Mystic Dinner (Doña Guiomar of Ulloa, St. Teresa of Avila, St. Peter of Alcantara, Christ)

c. 1730
Artist
Gaspar Munoz de Salazar, Mexican
Active Years: circa 1700-1750
Locale
Puebla, Mexico
Country
Mexico
painting
Oil on canvas
Gift of the Collection of Frederick and Jan Mayer
2015.542
Gaspar Munoz de Salazar (Mexican). Mystic Dinner (Doña Guiomar of Ulloa, St. Teresa of Avila, St. Peter of Alcantara, Christ) . c. 1730. Oil on canvas.
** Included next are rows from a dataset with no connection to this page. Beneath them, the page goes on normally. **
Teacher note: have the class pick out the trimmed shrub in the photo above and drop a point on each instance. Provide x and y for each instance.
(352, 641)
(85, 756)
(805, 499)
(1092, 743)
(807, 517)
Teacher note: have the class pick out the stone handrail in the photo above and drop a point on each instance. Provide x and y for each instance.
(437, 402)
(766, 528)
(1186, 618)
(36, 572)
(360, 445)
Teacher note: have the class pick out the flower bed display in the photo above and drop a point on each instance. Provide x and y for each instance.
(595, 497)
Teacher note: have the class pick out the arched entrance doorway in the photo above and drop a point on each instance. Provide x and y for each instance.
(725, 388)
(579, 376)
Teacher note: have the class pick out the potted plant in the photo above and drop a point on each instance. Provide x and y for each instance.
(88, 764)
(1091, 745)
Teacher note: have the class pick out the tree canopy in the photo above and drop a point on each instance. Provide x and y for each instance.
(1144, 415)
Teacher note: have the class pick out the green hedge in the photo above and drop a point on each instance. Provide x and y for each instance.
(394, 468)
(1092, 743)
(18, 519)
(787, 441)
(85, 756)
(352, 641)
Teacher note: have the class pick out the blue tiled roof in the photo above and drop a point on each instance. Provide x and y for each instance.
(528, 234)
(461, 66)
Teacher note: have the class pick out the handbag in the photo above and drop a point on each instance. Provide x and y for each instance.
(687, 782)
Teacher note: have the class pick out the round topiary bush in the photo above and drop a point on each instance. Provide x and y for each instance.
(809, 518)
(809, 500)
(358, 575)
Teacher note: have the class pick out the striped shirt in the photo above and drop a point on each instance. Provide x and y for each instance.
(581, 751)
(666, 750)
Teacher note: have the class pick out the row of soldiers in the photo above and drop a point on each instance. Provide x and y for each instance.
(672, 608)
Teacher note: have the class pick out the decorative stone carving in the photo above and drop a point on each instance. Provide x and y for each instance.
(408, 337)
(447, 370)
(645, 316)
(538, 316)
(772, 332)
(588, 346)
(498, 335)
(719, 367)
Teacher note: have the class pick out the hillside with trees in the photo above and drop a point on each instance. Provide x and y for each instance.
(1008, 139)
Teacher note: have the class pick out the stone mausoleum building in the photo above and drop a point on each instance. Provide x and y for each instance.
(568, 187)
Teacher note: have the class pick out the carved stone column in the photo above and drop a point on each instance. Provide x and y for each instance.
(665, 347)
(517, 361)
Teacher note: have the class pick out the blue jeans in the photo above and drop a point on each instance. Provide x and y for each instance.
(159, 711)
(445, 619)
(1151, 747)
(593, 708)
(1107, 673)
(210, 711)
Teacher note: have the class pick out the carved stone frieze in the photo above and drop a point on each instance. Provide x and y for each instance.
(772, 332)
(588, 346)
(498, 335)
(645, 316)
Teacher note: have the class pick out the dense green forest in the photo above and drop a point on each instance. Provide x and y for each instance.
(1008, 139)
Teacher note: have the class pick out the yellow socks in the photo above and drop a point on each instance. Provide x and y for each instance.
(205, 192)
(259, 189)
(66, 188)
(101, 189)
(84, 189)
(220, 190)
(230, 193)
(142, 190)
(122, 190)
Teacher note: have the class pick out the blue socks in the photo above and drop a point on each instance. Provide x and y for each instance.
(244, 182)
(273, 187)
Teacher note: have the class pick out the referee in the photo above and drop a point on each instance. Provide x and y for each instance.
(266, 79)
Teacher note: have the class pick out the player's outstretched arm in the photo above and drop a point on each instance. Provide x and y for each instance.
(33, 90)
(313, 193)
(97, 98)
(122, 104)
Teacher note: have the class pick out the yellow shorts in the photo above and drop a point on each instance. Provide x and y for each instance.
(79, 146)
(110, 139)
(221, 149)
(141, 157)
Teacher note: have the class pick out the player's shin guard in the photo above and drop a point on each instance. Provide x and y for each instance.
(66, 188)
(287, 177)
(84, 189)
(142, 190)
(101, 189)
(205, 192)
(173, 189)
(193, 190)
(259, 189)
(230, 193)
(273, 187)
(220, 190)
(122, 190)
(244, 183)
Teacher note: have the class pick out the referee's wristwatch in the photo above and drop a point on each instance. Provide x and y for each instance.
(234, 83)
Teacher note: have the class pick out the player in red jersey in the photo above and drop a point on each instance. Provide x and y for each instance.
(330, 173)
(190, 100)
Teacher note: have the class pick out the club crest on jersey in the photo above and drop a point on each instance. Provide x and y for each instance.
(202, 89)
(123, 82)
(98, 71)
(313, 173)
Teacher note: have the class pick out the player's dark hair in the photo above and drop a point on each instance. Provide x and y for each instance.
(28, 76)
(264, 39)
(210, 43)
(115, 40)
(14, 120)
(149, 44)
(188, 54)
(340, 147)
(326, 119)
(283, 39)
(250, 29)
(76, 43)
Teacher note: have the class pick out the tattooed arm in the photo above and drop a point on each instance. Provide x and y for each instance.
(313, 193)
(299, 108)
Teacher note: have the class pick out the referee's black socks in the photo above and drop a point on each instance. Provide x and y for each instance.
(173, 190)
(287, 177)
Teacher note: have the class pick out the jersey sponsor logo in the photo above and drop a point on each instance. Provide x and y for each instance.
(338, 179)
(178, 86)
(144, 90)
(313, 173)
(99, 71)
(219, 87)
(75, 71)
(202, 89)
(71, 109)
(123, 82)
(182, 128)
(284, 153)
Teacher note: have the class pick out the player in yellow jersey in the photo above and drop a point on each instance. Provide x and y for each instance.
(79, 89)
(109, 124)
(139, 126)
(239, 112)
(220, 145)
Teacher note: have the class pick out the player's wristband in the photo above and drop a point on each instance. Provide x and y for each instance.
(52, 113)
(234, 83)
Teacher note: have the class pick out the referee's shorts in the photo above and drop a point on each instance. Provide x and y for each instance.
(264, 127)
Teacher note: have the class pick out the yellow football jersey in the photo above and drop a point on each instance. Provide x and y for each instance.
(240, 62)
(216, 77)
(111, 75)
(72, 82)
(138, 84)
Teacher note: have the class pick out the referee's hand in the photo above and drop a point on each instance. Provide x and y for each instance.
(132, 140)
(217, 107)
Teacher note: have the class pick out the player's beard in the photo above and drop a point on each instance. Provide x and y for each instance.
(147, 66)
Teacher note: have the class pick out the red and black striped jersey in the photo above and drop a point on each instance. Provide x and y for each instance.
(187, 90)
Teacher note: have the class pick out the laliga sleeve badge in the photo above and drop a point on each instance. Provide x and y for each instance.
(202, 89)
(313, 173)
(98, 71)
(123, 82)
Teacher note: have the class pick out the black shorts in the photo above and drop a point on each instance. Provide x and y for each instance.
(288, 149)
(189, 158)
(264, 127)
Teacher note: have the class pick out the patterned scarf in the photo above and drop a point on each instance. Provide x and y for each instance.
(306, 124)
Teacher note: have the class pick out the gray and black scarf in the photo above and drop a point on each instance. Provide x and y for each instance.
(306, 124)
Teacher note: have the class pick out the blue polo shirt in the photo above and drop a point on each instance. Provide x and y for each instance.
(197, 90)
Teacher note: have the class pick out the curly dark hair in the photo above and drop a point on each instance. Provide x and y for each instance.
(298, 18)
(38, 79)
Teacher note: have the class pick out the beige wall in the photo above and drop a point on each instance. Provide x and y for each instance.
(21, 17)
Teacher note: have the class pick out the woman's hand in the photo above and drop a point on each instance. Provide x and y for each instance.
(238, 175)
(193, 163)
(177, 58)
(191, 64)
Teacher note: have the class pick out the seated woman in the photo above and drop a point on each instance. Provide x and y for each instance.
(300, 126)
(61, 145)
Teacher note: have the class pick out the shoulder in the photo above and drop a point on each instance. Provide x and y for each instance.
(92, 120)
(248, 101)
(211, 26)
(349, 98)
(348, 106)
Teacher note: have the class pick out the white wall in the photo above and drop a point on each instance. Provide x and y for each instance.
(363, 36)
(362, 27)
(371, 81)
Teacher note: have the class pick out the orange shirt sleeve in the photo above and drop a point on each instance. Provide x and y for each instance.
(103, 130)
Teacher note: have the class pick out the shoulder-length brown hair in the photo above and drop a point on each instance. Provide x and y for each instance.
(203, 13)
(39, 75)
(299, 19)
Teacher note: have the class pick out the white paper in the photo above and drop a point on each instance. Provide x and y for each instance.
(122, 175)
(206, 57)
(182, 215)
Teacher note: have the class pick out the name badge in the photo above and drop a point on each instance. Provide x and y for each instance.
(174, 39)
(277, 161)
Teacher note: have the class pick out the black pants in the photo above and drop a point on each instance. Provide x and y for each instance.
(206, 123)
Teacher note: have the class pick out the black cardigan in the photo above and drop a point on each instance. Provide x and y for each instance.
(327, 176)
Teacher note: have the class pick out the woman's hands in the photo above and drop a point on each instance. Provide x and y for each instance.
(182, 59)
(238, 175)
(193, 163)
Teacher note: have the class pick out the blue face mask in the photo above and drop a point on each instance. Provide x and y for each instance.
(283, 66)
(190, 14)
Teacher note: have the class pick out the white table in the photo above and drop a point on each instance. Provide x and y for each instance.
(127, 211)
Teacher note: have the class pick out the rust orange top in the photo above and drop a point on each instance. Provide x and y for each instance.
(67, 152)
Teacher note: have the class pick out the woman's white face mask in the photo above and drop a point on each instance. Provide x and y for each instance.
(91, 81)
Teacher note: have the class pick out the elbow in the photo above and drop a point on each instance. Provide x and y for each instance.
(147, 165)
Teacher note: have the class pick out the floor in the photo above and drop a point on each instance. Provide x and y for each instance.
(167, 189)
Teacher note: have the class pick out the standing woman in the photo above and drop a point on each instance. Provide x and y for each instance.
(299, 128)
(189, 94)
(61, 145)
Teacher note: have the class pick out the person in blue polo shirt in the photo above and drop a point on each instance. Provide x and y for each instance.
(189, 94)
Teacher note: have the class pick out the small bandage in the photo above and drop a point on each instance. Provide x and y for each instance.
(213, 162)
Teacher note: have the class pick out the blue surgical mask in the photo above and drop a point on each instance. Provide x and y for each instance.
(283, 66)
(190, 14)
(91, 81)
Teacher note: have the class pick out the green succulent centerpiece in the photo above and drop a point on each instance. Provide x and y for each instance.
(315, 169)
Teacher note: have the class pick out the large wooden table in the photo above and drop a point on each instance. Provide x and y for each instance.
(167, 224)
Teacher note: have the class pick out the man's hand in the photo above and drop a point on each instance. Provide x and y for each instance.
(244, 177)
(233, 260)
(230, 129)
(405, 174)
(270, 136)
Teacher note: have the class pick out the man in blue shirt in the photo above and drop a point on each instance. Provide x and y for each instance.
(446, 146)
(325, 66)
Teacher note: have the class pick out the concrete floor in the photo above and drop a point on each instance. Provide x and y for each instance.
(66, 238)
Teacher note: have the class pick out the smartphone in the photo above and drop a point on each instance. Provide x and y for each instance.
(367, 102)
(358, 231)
Gift of the Collection of Frederick and Jan Mayer. 2015.542.
Dimensions
image height: 28.75 in, 73.0250 cm; image width: 39.375 in, 100.0125 cm; frame height: 35.875 in, 91.1225 cm; frame width: 46.625 in, 118.4275 cm
Inscription
Signed in LLC, as per Valery Taylor Brown, "Munoz ft."
Department
Mayer Center, Latin American Art
Collection
Latin American Art
Gaspar Muñoz de Salazar was active in the first half of the 18th century in Puebla, Mexico. The painting is of a domestic scene that includes pets, a subject that is uncommon in Mexican colonial art. Four figures sit in 18th-century green covered chairs around a table. A silver saltcellar sits in the center of the table with food and silverware strewn about. The fruits on the table appear to represent a mixture of those introduced to the New World from Europe (grapes, pear, pomegranate) and ones native to the New World (chirimoya, guanabana, chiles). Dona Guiomar (far left), a wealthy widow living in Avila, Spain during the 16th century, welcomed into her house leading religious figures of the time. She was a patron of the Discalced Franciscans, with whom St. Peter of Alcántara (second from right) was affiliated, and of the Reformed Carmelite Order founded by St. Teresa of Avila (second from left). According to legend Dona Guiomar introduced Peter and Teresa in 1558. Followers of both Peter and Teresa wrote of occasions in which they witnessed Peter being given food and drink by Christ (far right). Peter, as an act of religious devotion, practiced extreme self-deprivation and poverty. Perhaps this painting is from a series depicting the life of St. Teresa of Avila or St. Peter of Alcántara and was created for a convent or monastery in Puebla. --Julie Wilson Frick, 2015
Known Provenance
Loaned 23 February 2000 by Frederick and Jan Mayer to the Denver Art Museum. Provenance research is on-going at the Denver Art Museum. Please e-mail provenance@denverartmuseum.org, if you have questions, or if you have additional information to share with us.
Exhibition History
  • Exhibited 1999 "Pintura y Vida Cotidiana en Mexico 1650-1950," Fomento Cultural Banamex, Mexico City, Mexico.